Not only limitations but also creative opportunities. New narrative forms emerge from the cracks.
Narratives of the Ecological Crisis
Apocalyptic narratives (sudden collapse of civilization).
Techno-optimistic narratives (technology will save us).
Transition/transformation narratives (radical paradigm shift: degrowth, circular economy, environmental justice).
Resilience and adaptation narratives (focus on how communities adapt to change).
Geography of narratives.
Anticipatory Futures
The future as an active force shaping current choices, policies, and behaviours.
Anticipation vs. prediction: not predicting “the” future but exploring multiple, contingent futures.
Intergenerational ethics: representing those not yet born.
Literature as a tool to give “voice” to future generations.

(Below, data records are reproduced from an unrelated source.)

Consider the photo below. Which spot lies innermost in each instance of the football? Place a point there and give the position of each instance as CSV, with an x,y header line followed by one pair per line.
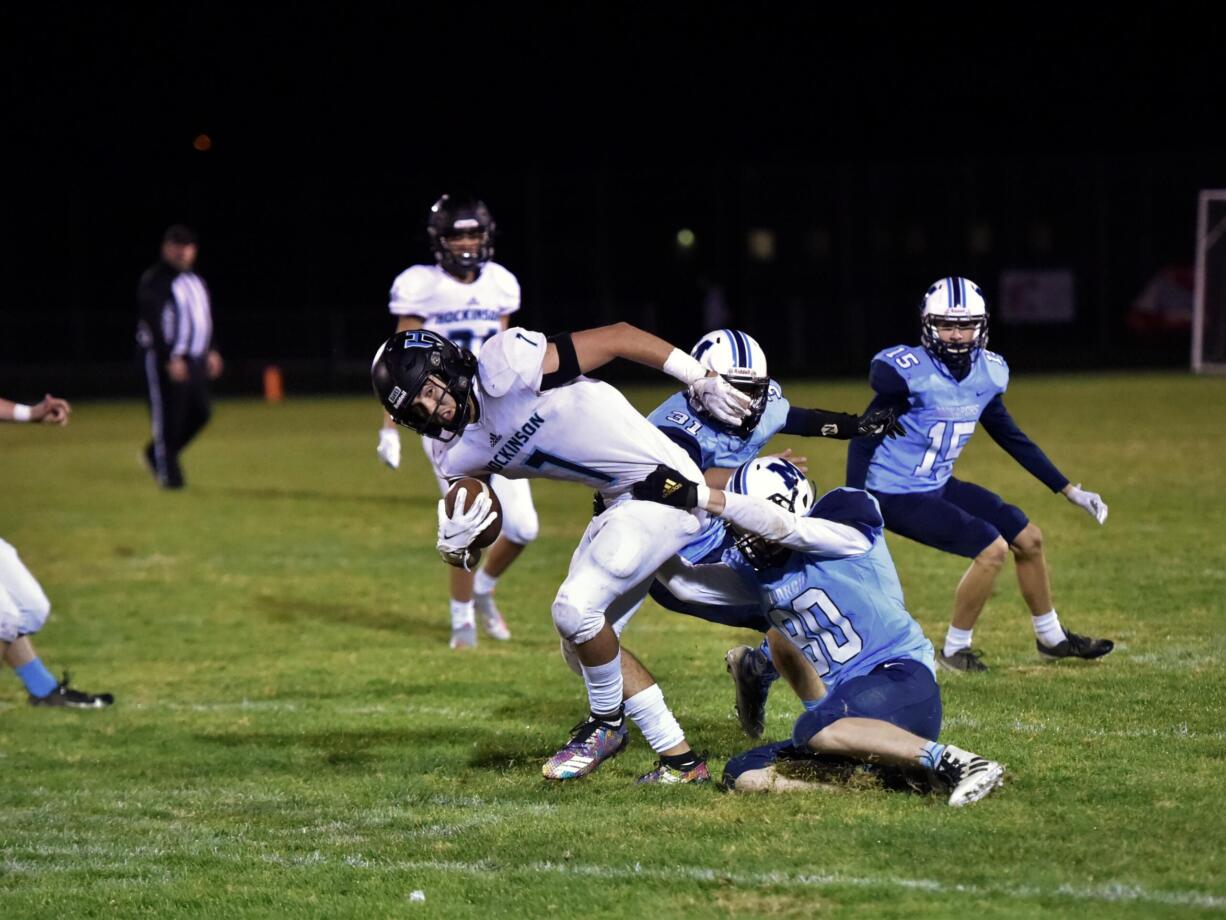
x,y
473,487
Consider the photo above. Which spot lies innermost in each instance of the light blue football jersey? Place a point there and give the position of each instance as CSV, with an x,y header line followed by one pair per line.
x,y
715,448
846,615
942,418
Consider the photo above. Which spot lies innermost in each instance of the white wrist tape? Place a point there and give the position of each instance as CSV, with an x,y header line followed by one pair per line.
x,y
704,496
683,367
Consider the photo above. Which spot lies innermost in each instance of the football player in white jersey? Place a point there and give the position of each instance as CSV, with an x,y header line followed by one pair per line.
x,y
525,410
467,298
23,607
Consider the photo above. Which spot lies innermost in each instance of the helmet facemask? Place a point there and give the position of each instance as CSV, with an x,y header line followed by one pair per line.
x,y
959,302
781,482
739,360
456,217
755,388
402,368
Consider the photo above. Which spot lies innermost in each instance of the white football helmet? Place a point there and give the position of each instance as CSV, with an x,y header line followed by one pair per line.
x,y
779,481
739,360
954,301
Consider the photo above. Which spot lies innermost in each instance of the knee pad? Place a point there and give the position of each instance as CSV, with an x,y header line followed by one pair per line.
x,y
25,618
757,759
522,526
809,724
576,623
570,655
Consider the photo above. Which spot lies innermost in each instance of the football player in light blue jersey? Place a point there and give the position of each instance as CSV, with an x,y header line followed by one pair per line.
x,y
942,391
717,449
828,585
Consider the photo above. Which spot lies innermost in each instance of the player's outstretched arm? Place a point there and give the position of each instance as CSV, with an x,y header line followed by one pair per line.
x,y
50,410
1090,502
591,348
844,426
754,515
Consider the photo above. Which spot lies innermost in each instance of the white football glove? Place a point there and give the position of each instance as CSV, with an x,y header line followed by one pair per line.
x,y
1090,502
389,447
721,399
457,530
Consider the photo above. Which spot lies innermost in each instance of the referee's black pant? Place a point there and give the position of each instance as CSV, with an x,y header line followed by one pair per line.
x,y
178,411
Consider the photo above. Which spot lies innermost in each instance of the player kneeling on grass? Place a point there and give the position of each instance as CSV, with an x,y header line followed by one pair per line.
x,y
23,606
940,391
524,409
826,583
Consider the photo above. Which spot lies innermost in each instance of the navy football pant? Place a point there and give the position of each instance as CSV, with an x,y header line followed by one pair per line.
x,y
901,692
959,518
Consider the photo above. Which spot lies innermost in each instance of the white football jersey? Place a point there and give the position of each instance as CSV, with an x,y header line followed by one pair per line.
x,y
467,314
581,432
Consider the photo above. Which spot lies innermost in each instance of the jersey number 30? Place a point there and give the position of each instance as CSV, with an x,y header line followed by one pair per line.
x,y
819,629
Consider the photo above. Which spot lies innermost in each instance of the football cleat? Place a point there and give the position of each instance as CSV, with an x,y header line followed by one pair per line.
x,y
1074,647
591,743
961,660
71,698
752,690
671,775
491,617
969,777
464,637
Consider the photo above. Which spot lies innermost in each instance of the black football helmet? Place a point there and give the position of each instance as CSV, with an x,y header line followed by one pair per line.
x,y
401,368
451,216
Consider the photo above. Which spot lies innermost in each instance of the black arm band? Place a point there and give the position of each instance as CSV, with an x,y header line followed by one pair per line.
x,y
568,362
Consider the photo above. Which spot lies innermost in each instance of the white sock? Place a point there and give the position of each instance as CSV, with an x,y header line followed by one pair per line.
x,y
1048,629
956,639
649,710
483,583
603,686
461,613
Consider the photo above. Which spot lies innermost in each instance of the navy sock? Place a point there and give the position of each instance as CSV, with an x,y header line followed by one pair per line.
x,y
37,678
931,755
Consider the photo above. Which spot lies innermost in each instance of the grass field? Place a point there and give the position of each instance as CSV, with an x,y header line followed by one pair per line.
x,y
293,737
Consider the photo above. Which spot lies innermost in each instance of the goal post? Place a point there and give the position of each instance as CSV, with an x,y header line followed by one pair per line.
x,y
1209,291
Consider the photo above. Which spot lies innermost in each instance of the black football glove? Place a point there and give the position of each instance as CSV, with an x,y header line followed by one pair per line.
x,y
667,486
879,421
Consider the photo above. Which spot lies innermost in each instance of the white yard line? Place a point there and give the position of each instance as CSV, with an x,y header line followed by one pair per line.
x,y
1115,892
1106,893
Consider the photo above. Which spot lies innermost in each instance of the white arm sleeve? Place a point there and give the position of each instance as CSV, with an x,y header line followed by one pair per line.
x,y
779,525
716,585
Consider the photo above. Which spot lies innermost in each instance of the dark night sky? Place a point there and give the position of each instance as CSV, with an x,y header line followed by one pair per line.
x,y
334,130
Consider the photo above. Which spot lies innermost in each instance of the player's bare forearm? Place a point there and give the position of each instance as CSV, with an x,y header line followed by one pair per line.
x,y
596,347
50,409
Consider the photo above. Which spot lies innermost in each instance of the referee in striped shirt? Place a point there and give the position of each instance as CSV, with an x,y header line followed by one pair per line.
x,y
175,331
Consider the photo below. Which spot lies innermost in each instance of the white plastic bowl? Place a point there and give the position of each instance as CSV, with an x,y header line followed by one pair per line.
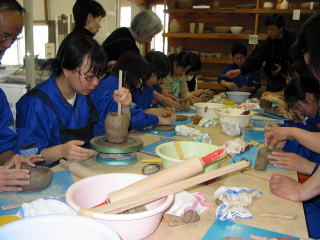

The future as a question of justice, not just prediction.
Cultural Memory and the Anthropocene
Memory as an active construction, not simply a matter of preservation.
Memory as a resource for identity, social cohesion, and future orientation.
Role of literature and culture in the Anthropocene.
Literature and culture as spaces of prefiguration.
Beyond the written word in the Anthropocene: visual arts, performance, sound and movement, transmedia and integrated approaches.
Epistemological Ruptures of the Anthropocene
End of the ontological separation between human and natural; need for new conceptual categories, rethinking subject/object.
Need for multi-scalar epistemologies: connecting microbes and planet, seconds and millennia.
Tension between corporeal, sensory, local knowledge and global, abstract scientific knowledge.
Decolonizing environmental knowledge.
Crisis of representation: need for new metaphors, analogies, and expressive forms.
Situated and partial knowledge: all knowledge is geographically, culturally, and historically situated.